# Trouble with a CZ45



## CeltKnight (Oct 5, 2014)

I recently wound up with a beautiful CZ45 (neat little vintage DAO .25). My wife some years back added the US - made semi-clone, the dreaded and much maligned Protec .25 to her collection (hers actually runs fine, lucky lass that she be). That started me wanting an original for my Cold War & Before collection (and having a neat little hideaway that's kinda hard to come by now days in the US is sorta neat).

Well mine came to me via my C&R. The seller was very honest about not being sure if the included mag belonged with the weapon (it didn't, it was for a Beretta Jetfire, but I have one o'those, too, so it was a win for me). Well, fast forward and I found an after-market mag (Triple K I was told) at a gun show. My CZ45 won't shoot with it. Won't even hand-cycle with it. The rounds (Rem and Aquila FMJs) nose-dive and get stuck on the feed ramp if there is more than 3 or 4 rounds in them. I found Triple K (the only place I could find any) offering them and ordered two (darned expensive for little bits of sheet metal). The arrived today after a six month wait for them to tool back up for this years run, I guess. Same problem. Neither one will function, rounds just nose-dive into the feedramp unless I down-load the 8-round mags to 3 or 4 rounds. Oh, and the mag out of my wife's Pro-tec does the same thing in my CZ45.

Now, I have plenty of other guns to carry and even a couple other .25s if I need to go really tiny, but darn it, I like the guns I collect to shoot (exception being some antiques, but I try to fix them up, too; I'm stubborn like that).

Before I do something desperate and silly like polishing a feedramp and risk ruining the collectors value, does anyone have any suggestions? I've worked on several guns of various makes through the years, have some tools, basic knowledge, and some books and manuals (I used to LIKE fixing up my guns, now I just want the darn things to shoot).

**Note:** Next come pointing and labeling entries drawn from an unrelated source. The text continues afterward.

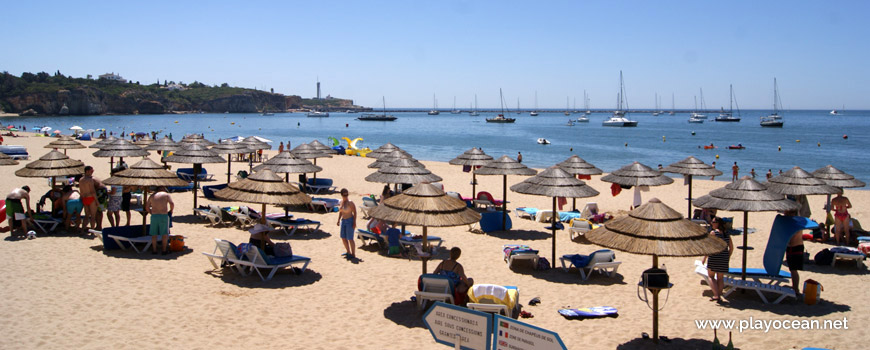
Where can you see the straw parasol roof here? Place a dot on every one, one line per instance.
(425, 205)
(837, 178)
(577, 166)
(637, 174)
(655, 229)
(7, 160)
(286, 162)
(403, 171)
(195, 153)
(65, 142)
(263, 187)
(745, 194)
(52, 164)
(120, 148)
(799, 182)
(106, 141)
(164, 144)
(554, 182)
(692, 166)
(144, 141)
(145, 173)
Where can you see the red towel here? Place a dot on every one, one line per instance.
(615, 189)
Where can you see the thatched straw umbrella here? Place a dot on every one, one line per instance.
(575, 165)
(7, 160)
(656, 229)
(425, 205)
(554, 182)
(505, 166)
(164, 145)
(689, 167)
(306, 151)
(52, 165)
(263, 187)
(745, 195)
(230, 148)
(472, 158)
(637, 174)
(196, 154)
(385, 149)
(120, 148)
(145, 173)
(837, 178)
(65, 142)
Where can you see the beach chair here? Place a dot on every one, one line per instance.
(495, 299)
(602, 260)
(257, 260)
(515, 252)
(433, 288)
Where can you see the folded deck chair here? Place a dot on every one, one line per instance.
(602, 260)
(495, 299)
(433, 288)
(518, 252)
(257, 260)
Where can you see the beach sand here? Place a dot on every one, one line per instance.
(63, 291)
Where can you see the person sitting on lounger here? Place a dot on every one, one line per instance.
(453, 270)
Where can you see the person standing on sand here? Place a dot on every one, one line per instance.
(88, 186)
(734, 171)
(841, 205)
(160, 206)
(347, 223)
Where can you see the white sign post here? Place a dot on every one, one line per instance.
(459, 327)
(511, 334)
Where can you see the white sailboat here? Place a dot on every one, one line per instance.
(619, 115)
(774, 119)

Any helpful ideas are deeply appreciated. It's just a shame a Pro-tec 25 is working better than my CZ, y'know?  Thanks in advance!


----------



## denner (Jun 3, 2011)

Well, in my experience with other pistols and what you're describing I'd want to say the magazine springs are too weak and may be the issue. Especially with all this nose diving going on. I know your triple k magazines are new but I'd try to find a stiffer spring that will work with the magazine.

I don't know if this will work but I'd try swapping out the jetfire or protec mag spring with the triple K magazine spring and give it a whirl. 

Magazines and their springs are crucial elements of semi-autos and if they are not made to spec with quality materials aftermarket magazines can indeed give you headaches, been there done that.


----------



## CeltKnight (Oct 5, 2014)

Ah, okay. Thanks for the info! I'll be over here pounding my head on the desk for not thinking of that.

Too bad mags are so bloody hard to come by for this thing (and pricey). I'll see if I have a stronger spring that'll fit. Failing that, I'll stretch the spring, ought to at least get one mag though it if that's the only problem, in which case I can track down some springs. 

Thanks again!


----------



## denner (Jun 3, 2011)

CeltKnight said:


> Ah, okay. Thanks for the info! I'll be over here pounding my head on the desk for not thinking of that.
> 
> Too bad mags are so bloody hard to come by for this thing (and pricey). I'll see if I have a stronger spring that'll fit. Failing that, I'll stretch the spring, ought to at least get one mag though it if that's the only problem, in which case I can track down some springs.
> 
> Thanks again!


It's definitely worth a try. As far as stretching magazine springs, I would strongly advise against it. Springs have certain tolerances and parameters they work in and if you go stretching springs they're done, at least in my experience.


----------